We remark that this means any finite subgroup of $\op{GL}(V)$—those that are the images of some representation—are made of unitary transformations, up to a change of basis.
Now that we know our representation gives unitary transformations, it's not terribly difficult to give our decomposition; equip $V$ with a fixed form $\langle\bullet,\bullet\rangle$ to make $\rho$ unitary. Decomposition is done inductively: the claim is that if $\rho$ has a $G$-invariant subspace named $W,$ then $\rho$ is the direct sum of its restriction to $W$ and its restriction to the orthogonal complement $W^\perp$ of $W.$ In this way, we can continually subdivide $\rho$ into direct sums until no parts have a $G$-invariant subspace.
Quickly, we recall that\[W^\perp=\{v\in V:\langle v,w\rangle=0\text{ for all }w\in W\}.\]It is true that $V=W\oplus W^\perp.$ For example, if we build an orthonormal basis $\{w_1,\ldots,w_m\}$ for $W$ (say, using Gram–Schmidt), then we can look at\[v-\sum_{k=1}^m\langle v,w_k\rangle w_k\in W^\perp.\]Indeed, for any basis vector $w_\ell,$ most of the dot products $\langle w_k,w_\ell\rangle$ are $0,$ unless $w_\ell=w_k,$ in which case $\langle v,w_\ell\rangle$ will properly cancel with it. A basis is probably unnecessary for this result, but whatever.

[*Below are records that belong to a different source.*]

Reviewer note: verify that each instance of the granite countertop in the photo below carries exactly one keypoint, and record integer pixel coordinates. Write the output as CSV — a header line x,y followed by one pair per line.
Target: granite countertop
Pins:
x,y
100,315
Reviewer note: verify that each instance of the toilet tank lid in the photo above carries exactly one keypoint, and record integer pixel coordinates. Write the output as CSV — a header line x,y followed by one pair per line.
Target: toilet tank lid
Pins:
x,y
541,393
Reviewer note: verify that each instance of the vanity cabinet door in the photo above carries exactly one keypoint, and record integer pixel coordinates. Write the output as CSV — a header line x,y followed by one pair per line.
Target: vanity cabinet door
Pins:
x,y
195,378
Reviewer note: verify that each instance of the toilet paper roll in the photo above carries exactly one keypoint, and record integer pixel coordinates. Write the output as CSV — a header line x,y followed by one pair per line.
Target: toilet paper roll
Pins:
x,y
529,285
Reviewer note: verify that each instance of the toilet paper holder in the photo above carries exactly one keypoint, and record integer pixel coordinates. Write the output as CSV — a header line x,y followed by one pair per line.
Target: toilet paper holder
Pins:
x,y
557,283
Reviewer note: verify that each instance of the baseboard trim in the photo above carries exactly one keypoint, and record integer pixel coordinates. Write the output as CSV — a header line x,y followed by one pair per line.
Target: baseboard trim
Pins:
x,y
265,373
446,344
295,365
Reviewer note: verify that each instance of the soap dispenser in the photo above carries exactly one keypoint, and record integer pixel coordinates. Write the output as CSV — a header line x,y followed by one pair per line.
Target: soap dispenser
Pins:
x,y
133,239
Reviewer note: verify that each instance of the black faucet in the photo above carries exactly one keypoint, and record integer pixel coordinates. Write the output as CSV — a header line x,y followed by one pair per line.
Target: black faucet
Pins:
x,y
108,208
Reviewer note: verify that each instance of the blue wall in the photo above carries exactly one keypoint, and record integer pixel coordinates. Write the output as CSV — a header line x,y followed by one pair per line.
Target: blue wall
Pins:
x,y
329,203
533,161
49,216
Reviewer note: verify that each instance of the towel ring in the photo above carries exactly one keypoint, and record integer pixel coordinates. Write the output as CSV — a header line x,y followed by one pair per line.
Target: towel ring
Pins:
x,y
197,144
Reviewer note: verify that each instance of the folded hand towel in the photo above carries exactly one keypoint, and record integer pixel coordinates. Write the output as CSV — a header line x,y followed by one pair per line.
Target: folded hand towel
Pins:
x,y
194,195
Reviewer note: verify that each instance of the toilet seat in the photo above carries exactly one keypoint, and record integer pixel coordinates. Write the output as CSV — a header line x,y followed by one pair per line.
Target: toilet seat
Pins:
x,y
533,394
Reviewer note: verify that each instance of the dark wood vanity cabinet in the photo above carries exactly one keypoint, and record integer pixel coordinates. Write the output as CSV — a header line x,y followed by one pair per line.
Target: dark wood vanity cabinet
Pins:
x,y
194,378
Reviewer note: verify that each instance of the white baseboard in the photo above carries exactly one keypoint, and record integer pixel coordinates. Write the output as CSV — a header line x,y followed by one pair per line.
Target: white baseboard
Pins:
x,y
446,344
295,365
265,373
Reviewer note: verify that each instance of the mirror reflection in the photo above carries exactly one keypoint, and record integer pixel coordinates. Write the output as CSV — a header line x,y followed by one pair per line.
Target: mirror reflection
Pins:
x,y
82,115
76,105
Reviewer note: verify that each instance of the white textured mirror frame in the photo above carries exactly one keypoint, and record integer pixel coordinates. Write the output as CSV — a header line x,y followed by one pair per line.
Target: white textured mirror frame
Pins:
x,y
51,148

We note also that the restriction of $\rho$ to $W^\perp$ makes sense. Indeed, for $v\in W^\perp$ and any $w\in W,$ we have that\[\langle\rho_\bullet v,w\rangle=\langle v,\rho_\bullet^{-1}w\rangle=0\]because $\rho_\bullet^{-1}w\in W.$ Thus, $W^\perp$ is also $G$-invariant, so we may restrict $\rho$ to $W^\perp.$
Thus, because $V=W\oplus W^\perp,$ and $\rho$ restricts properly to each subspace, we may say that $\rho$ is the direct sum of its restrictions, say $\rho^\parallel$ to $W$ and $\rho^\perp$ to $W^\perp.$ To show how this works, we note that for any $v\in V,$ we can write $v=w^\parallel+w^\perp$ for $w^\parallel\in W$ and $w^\perp\in W^\perp,$ so\[\rho_\bullet v=\rho_\bullet w^\parallel+\rho_\bullet w^\perp=\rho^\parallel_\bullet w^\parallel+\rho^\perp_\bullet w^\perp,\]which is what we wanted. This completes the proof of Maschke’s Theorem.